Just after Manchester United's second goal at the Emirates on Saturday, the camera, as always, picked out Arsene Wenger.
He was fuming. It was the classic Wenger face of thunder as he muttered to himself, no doubt about the ghastly naivety of his team's defending.
The Gunners had conspired to leave Nacho Monreal in a 2 v 1 with Wayne Rooney and Angel Di Maria, resulting in the inevitable.
As Wenger fumed, it was hard to rationalise his perspective. We've seen this situation time and time again with Arsenal. The only constant in this pattern of fragility is him, but still his anger was palpable.
Worryingly, the situation was summed up with great clarity by co-owner Alisher Usmanov on CNBC, who said: "I know as you age it is more difficult, more challenging to accept one's mistakes. Potential of the team is there, but there is no critical evaluation of mistakes and their admittance.
"Because not a single genius can retain its level when he does not admit own mistakes.
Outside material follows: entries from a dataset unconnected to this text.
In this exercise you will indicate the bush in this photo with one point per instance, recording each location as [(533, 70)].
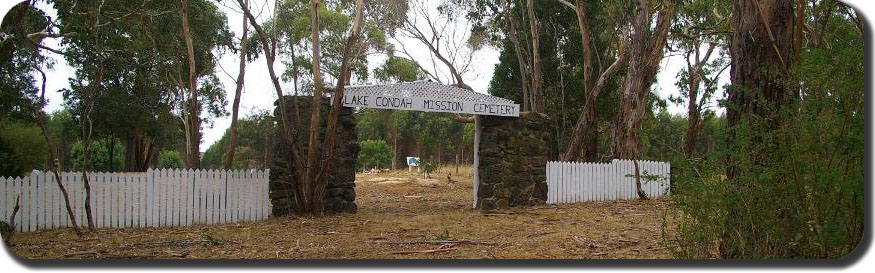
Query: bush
[(798, 187), (22, 148), (99, 158), (170, 160), (374, 153)]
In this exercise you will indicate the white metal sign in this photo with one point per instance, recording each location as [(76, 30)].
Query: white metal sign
[(430, 105)]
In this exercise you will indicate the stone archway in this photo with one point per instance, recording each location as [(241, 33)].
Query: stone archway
[(340, 193), (510, 148)]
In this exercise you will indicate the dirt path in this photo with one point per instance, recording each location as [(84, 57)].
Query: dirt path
[(407, 218)]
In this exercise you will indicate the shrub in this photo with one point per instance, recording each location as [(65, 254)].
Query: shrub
[(170, 160), (374, 153)]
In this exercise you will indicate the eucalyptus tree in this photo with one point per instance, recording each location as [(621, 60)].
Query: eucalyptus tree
[(646, 44), (144, 57), (700, 32), (311, 171)]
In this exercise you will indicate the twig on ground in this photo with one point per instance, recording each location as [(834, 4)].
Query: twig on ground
[(424, 251), (439, 242)]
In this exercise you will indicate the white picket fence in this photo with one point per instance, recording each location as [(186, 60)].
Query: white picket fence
[(571, 182), (156, 198)]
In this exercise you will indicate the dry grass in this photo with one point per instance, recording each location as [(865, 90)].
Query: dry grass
[(402, 219)]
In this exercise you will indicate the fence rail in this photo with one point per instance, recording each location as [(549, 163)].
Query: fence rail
[(571, 182), (156, 198)]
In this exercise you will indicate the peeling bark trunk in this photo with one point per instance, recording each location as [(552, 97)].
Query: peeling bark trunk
[(645, 53), (537, 76), (584, 131), (232, 139), (694, 115), (193, 143), (315, 113), (337, 105), (762, 41), (761, 53), (301, 188), (514, 38), (56, 169)]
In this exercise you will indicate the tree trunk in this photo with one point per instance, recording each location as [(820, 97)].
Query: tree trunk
[(56, 169), (585, 127), (395, 150), (321, 181), (694, 115), (232, 139), (193, 143), (641, 194), (514, 38), (86, 142), (112, 154), (315, 112), (537, 76), (761, 52), (301, 185), (645, 53)]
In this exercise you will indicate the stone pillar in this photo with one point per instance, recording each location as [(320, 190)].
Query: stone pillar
[(513, 160), (340, 192)]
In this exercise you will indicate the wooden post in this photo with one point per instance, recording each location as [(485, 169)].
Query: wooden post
[(476, 157)]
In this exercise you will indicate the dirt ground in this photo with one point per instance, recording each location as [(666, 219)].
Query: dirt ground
[(400, 216)]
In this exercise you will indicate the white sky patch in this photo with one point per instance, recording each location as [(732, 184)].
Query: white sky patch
[(259, 93)]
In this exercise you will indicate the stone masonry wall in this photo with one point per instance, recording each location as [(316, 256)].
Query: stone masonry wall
[(340, 194), (513, 161)]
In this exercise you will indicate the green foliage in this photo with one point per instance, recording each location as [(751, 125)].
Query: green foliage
[(255, 137), (798, 187), (374, 153), (19, 62), (100, 157), (22, 148), (397, 69), (292, 29), (170, 160), (428, 167), (140, 90)]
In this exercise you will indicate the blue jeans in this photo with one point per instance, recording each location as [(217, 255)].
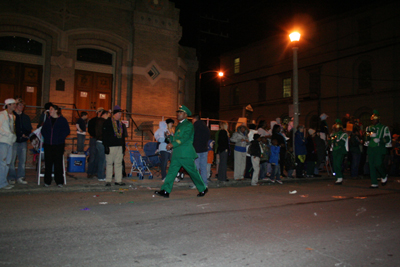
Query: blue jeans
[(5, 160), (355, 163), (19, 150), (276, 172), (165, 156), (201, 165), (101, 165), (263, 169), (93, 160), (80, 142)]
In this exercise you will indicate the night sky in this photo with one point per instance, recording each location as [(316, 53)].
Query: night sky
[(214, 27)]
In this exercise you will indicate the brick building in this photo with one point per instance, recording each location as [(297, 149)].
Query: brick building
[(92, 53), (348, 63)]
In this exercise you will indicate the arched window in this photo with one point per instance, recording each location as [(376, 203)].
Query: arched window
[(20, 45), (94, 56), (364, 75)]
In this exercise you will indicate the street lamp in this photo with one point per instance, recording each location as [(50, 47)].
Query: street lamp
[(198, 99), (294, 38)]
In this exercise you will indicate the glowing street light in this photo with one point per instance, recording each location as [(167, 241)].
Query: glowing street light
[(294, 38)]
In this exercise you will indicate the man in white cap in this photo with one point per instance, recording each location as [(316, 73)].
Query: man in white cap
[(7, 139)]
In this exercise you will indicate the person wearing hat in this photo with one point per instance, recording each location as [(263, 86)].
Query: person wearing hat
[(183, 155), (114, 143), (339, 145), (7, 139), (93, 160), (255, 152), (23, 128), (162, 136), (377, 139)]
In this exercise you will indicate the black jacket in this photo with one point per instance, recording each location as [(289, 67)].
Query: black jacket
[(201, 136), (109, 138), (23, 126)]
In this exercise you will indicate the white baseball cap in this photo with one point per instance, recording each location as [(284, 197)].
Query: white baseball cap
[(8, 101)]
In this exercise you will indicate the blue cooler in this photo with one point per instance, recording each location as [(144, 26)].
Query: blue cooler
[(76, 163)]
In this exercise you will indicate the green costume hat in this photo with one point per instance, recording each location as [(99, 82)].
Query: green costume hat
[(184, 109), (338, 123), (375, 115)]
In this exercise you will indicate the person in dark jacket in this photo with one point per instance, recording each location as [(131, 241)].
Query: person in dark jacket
[(300, 150), (311, 157), (99, 145), (23, 129), (200, 144), (113, 141), (93, 159), (276, 134), (255, 152), (223, 150), (55, 130)]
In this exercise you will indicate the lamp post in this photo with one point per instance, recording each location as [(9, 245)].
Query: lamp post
[(198, 100), (294, 38)]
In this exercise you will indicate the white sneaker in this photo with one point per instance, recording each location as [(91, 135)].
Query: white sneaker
[(21, 181)]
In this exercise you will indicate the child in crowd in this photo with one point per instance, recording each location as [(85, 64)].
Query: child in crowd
[(264, 160), (255, 152), (290, 164), (210, 158), (81, 131), (274, 160)]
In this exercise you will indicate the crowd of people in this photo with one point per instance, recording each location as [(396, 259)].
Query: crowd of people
[(267, 152), (270, 152)]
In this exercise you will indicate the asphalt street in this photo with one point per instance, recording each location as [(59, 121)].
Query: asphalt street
[(319, 225)]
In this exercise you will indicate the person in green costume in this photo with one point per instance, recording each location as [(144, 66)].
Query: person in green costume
[(339, 144), (377, 139), (183, 155)]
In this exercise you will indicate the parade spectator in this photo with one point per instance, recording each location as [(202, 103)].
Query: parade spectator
[(281, 139), (300, 150), (311, 157), (100, 146), (23, 128), (93, 159), (200, 144), (241, 140), (378, 137), (290, 162), (44, 114), (183, 155), (7, 139), (339, 143), (223, 151), (264, 160), (55, 130), (355, 151), (162, 136), (113, 141), (274, 160), (81, 132), (255, 152)]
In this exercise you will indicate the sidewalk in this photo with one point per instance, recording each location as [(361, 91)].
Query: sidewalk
[(78, 182)]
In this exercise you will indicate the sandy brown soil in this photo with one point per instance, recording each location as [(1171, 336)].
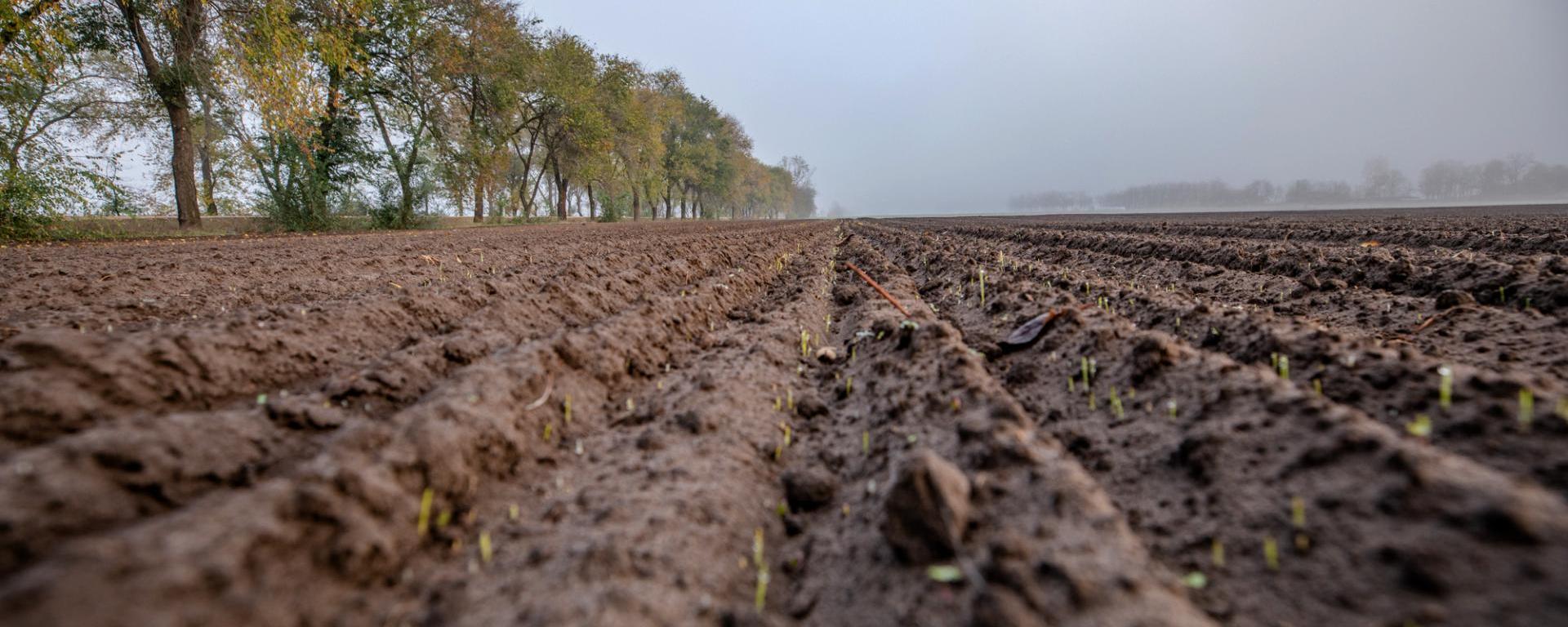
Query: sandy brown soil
[(722, 424)]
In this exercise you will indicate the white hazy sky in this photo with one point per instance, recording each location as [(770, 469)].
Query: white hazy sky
[(911, 105)]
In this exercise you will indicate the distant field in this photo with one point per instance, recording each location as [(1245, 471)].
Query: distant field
[(1308, 419)]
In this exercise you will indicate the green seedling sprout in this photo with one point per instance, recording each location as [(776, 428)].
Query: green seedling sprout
[(425, 500), (1445, 388), (763, 569), (1421, 427), (1526, 408), (944, 572), (982, 287)]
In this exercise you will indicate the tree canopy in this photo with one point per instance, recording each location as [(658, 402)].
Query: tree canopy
[(394, 109)]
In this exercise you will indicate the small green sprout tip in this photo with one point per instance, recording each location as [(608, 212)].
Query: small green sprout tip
[(1526, 408), (944, 572), (1445, 388), (424, 511), (982, 287)]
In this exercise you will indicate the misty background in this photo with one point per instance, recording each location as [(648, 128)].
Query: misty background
[(941, 107)]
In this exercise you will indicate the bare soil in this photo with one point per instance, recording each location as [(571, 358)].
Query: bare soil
[(722, 424)]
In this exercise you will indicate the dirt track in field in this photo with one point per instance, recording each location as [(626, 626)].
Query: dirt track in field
[(637, 424)]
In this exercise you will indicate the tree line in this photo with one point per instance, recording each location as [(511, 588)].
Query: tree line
[(1498, 179), (305, 110)]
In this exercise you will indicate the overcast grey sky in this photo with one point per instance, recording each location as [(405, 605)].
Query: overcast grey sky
[(957, 105)]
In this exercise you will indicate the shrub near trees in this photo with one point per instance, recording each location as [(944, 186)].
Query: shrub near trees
[(1501, 179), (314, 109)]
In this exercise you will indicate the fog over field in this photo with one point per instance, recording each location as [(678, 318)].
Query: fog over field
[(913, 107)]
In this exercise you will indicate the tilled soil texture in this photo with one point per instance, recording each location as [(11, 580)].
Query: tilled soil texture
[(1254, 420)]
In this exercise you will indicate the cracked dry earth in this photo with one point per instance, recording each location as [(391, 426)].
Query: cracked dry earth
[(1227, 420)]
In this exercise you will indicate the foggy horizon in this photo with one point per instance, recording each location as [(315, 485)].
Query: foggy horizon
[(1075, 96)]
"Only when you admit your mistakes you rid of them. I wish this for my club. Nothing wrong, but we just repeat same results year by year."
Usmanov has a 30pc stake in the club, but no seat on the board, so it's hard to know what his comments mean for Wenger.
And perhaps he's simply trying to ride the wave increasing dissatisfaction all the way to the boardroom.
But it's starting to feel like the endgame for Wenger.
The startling part is that a man so brilliant, who built a glorious back four which propelled his Invincibles, can't seem to fix the blindingly obvious.